LETTRE D'UN SOLDAT QUERCYNOIS DE L'AN II

A la citadelle de Bayonne, le 23 thermidor l'An II de la R.F., une, indivisible et impérissable.

MON TRES CHER FRERE,

Je m'empresse de t'apprendre les bonnes nouvelles qui nous arrivent à tout instant des différents camps qui nous environnent. Tout va à quatre roues, victoire sur victoire. Irun est pris, Fontarabie et Saint-Sébastien sur le compte (sic). Le courage avec lequel nos braves frères ont foutraillé nos ennemis est admirable ; on n'a jamais vu pareille chose. Le diable ni l'enfer ne résisteraient pas. Ils sont déjà à Pampelune ; de Pampelune, ils vont à Madrid, si le tyran espagnol ne porte pas sa tête (sic). Mais je crois qu'il n'attendra pas, ni son peuple non plus, que nous poussions plus avant, pour se rendre.
Nous venons aussi de lui prendre le grand camp des Emigrés, dans lequel s'est trouvé un général qui avait déserté la France et qui vient d'être conduit à Bayonne. Nous avons 4.000 prisonniers en ville ; 2.000 sont sous la responsabilité de 5 compagnies placées à la Citadelle et dans l'une desquelles l'on m'a fait sergent.
Nous sommes là assez bien.
Nous avons vu arriver avant hier tout l'Etat-Major de St-Sébastien.
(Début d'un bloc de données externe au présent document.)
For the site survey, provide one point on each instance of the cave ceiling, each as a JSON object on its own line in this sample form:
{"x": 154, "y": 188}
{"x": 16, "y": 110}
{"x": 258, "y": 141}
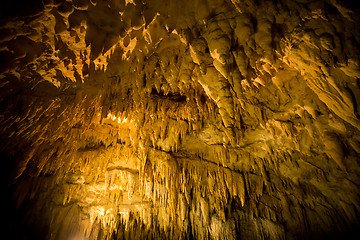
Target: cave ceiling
{"x": 202, "y": 119}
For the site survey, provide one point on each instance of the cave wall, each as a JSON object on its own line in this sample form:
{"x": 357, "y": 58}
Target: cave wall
{"x": 201, "y": 119}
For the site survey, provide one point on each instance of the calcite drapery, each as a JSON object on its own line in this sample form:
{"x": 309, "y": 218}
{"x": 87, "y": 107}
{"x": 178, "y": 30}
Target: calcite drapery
{"x": 200, "y": 119}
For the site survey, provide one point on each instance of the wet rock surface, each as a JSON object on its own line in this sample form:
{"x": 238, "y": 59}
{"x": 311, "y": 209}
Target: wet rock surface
{"x": 196, "y": 119}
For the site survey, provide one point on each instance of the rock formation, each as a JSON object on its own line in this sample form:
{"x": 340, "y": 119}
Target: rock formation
{"x": 201, "y": 119}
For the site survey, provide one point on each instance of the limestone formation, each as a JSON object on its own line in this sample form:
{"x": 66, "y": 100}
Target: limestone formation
{"x": 201, "y": 119}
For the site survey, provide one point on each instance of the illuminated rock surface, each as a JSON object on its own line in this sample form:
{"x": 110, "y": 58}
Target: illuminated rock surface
{"x": 201, "y": 119}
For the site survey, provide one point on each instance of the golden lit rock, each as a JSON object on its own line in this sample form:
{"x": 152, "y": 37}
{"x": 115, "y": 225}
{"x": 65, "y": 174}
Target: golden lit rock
{"x": 203, "y": 119}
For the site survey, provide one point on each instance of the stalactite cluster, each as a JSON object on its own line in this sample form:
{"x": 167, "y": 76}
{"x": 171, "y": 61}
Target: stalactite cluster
{"x": 203, "y": 119}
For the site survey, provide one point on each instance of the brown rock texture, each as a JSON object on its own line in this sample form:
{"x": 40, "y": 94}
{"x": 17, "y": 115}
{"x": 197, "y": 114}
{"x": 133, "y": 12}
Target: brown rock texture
{"x": 201, "y": 119}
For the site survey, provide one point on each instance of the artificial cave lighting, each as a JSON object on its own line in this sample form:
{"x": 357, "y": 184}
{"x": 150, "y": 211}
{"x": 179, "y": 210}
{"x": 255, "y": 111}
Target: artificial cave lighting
{"x": 201, "y": 119}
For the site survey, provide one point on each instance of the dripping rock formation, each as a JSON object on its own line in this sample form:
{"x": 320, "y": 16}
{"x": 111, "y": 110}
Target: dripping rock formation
{"x": 201, "y": 119}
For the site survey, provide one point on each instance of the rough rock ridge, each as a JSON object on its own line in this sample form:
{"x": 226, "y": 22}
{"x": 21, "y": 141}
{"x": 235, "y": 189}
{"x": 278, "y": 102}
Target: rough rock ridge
{"x": 202, "y": 119}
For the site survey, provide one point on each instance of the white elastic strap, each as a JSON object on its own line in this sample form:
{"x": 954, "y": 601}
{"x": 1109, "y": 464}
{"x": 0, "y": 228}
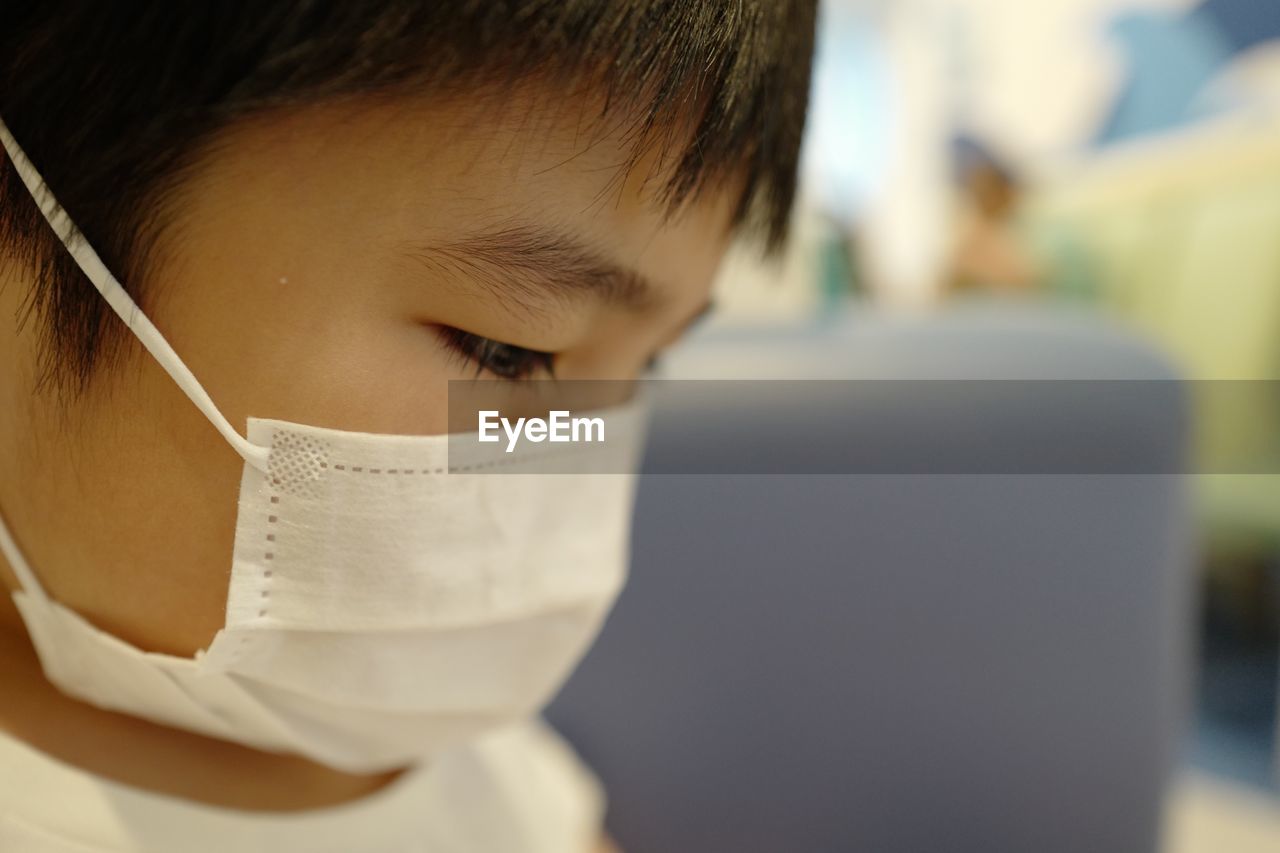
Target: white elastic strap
{"x": 122, "y": 302}
{"x": 26, "y": 576}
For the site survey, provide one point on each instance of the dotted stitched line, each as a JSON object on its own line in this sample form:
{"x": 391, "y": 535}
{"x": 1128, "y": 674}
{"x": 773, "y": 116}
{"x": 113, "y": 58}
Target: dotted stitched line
{"x": 269, "y": 555}
{"x": 456, "y": 469}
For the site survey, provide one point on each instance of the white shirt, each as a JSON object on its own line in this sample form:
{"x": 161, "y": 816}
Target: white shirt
{"x": 519, "y": 790}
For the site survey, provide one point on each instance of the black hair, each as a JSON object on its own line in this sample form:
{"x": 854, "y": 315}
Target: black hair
{"x": 115, "y": 101}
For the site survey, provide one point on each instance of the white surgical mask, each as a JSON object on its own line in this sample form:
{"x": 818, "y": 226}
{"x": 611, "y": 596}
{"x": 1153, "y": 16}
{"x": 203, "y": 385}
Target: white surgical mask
{"x": 380, "y": 606}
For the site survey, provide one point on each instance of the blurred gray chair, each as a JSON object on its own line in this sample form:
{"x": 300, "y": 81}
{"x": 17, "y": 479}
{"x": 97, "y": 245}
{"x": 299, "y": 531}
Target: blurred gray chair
{"x": 887, "y": 662}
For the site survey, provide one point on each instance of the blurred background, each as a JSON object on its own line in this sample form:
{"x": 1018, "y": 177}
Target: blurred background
{"x": 1107, "y": 158}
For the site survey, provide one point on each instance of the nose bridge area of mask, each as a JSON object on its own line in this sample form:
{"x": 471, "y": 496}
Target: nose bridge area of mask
{"x": 119, "y": 300}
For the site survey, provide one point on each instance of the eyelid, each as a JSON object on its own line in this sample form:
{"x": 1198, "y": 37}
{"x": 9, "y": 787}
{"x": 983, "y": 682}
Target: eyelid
{"x": 478, "y": 350}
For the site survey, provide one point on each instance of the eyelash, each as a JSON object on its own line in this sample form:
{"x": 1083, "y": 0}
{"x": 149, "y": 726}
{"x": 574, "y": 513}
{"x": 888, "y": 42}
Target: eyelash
{"x": 503, "y": 360}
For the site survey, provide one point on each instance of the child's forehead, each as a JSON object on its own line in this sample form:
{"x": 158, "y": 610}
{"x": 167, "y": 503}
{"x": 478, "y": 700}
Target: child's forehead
{"x": 480, "y": 163}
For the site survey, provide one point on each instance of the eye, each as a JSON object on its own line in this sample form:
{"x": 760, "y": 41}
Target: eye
{"x": 503, "y": 360}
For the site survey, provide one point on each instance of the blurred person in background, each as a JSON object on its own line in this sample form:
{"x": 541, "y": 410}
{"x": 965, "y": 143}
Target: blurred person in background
{"x": 987, "y": 255}
{"x": 319, "y": 214}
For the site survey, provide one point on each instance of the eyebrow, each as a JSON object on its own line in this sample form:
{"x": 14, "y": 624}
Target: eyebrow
{"x": 536, "y": 269}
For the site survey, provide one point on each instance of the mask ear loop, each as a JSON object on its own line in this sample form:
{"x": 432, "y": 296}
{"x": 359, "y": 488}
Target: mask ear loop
{"x": 123, "y": 304}
{"x": 13, "y": 555}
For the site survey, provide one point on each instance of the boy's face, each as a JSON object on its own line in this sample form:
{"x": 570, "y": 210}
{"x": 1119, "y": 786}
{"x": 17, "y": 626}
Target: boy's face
{"x": 314, "y": 261}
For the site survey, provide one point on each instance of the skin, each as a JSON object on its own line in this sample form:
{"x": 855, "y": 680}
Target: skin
{"x": 293, "y": 284}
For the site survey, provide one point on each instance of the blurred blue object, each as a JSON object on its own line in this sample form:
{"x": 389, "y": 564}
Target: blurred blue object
{"x": 1244, "y": 22}
{"x": 1170, "y": 59}
{"x": 899, "y": 664}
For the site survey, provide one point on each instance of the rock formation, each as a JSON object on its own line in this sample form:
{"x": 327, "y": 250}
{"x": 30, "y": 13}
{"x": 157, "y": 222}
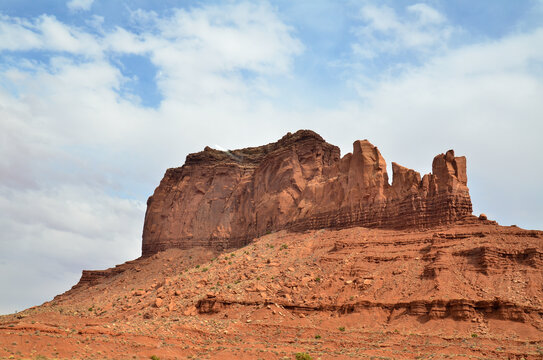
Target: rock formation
{"x": 224, "y": 199}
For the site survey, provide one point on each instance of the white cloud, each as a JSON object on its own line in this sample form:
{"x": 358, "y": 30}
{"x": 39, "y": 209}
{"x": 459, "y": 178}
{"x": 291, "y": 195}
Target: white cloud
{"x": 384, "y": 32}
{"x": 79, "y": 4}
{"x": 73, "y": 145}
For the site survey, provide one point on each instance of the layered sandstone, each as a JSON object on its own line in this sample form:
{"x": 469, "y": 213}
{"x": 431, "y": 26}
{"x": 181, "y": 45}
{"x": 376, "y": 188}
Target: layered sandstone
{"x": 224, "y": 200}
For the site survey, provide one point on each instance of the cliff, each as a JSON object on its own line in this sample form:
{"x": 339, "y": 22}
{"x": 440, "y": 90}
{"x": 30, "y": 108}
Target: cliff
{"x": 223, "y": 200}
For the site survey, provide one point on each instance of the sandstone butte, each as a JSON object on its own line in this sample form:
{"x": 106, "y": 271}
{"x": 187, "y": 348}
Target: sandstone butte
{"x": 288, "y": 249}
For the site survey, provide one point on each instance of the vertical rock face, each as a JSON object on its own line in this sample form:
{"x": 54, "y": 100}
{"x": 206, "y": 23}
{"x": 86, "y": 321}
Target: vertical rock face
{"x": 225, "y": 199}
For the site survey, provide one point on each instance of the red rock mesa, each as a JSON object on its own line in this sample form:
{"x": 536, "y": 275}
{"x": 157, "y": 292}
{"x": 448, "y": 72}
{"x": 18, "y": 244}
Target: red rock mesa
{"x": 224, "y": 199}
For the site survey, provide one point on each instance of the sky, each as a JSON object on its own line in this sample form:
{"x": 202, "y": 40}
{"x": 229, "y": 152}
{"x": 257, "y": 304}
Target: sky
{"x": 98, "y": 98}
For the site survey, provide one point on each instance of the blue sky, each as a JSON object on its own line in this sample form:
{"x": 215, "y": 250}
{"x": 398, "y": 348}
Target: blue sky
{"x": 98, "y": 98}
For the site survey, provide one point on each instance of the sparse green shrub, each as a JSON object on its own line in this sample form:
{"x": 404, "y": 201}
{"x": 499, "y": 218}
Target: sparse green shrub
{"x": 303, "y": 356}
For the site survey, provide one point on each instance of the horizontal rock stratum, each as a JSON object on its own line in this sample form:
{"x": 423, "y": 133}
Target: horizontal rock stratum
{"x": 224, "y": 199}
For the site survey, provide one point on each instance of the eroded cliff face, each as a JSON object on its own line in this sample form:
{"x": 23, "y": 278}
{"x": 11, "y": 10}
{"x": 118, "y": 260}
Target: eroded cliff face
{"x": 225, "y": 199}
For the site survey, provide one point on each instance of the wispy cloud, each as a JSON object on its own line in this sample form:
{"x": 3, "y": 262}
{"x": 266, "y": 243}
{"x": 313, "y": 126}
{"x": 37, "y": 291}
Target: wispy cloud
{"x": 383, "y": 31}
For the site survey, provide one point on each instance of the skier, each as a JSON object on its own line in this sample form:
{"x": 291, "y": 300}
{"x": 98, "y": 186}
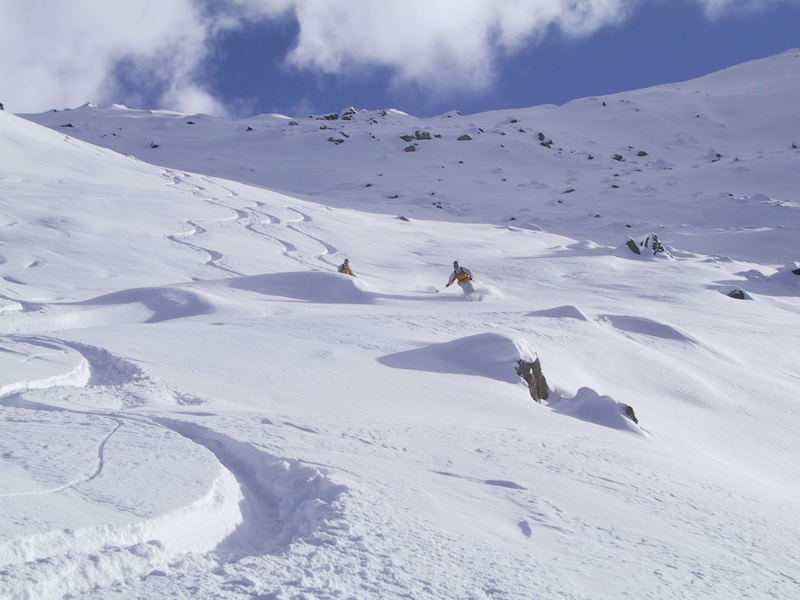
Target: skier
{"x": 345, "y": 267}
{"x": 463, "y": 276}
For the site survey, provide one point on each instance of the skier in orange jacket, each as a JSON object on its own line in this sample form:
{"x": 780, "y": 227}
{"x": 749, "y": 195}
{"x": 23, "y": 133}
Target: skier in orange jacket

Beaucoup de femmes avec eux. Nous leur avons fait crier aussi souvent que nous avons voulu : Vive la République.
Ils ont été obligés de passer sous (sic) un drapeau espagnol que la Garde nationale traînait dans la boue des rues de Bayonne, tambour battant et tous les musiciens jouant ; suivis d'un vétéran avec toute sa compagnie organisée d'enfants, tous armés et marchant en mesure en chantant le mépris du drapeau de ces lâches.
Dans cette seule campagne, nous avons tout au moins pris 10.000 hommes au tyran espagnol, nous en voyons passer tous les jours un nombre infini, je crois que toute l'Espagne entre (sic). Aujourd'hui je viens de voir arriver les habitants de la ville de St-Sébastien, au nombre de sept à huit cents conduits par deux gardes nationaux.
Il nous arrive tous les jours de (nouvelles) forces. Nous ne savons qu'en faire. Nous sommes environ 20.000 hommes dans cette ville ou à la citadelle ou au camp ; la citadelle ou le camp ne sont éloignés de la ville de plus d'un demi-quart d'heure.
Nous nous voyons tous les jours, entre camarades, nous mangeons le plus souvent ensemble, quoique nous soyons séparés en partie.
Bouzaguet Virelèvre est resté au camp (en qualité de sergent). A proportion qu'il arrive des forces, on lui donne 16 hommes pour les commander et les faire partir, quand le cas le requiert, et quand les 16 sont partis, on lui donne (encore) pareil nombre.
Il est au camp de Bayonne pour longtemps, et j'espère que je ne quitterai pas la citadelle plutôt que lui, le camp.
La ville est couverte de laurier, on en met de nouveau tous les jours. Ce que vous devez tous faire (vous aussi), dans votre commune : le canon vous annonce toujours la victoire. Ca éveille ceux qui aiment le sommeil dans un temps si précieux. Nous espérons d'ici peu de temps, de vous porter une branche de laurier.
Tout va être fini. Les lâches que nous avons laissé dans notre commune vont mourir de honte. Pour tout le monde je ne voudrais pas être à partir.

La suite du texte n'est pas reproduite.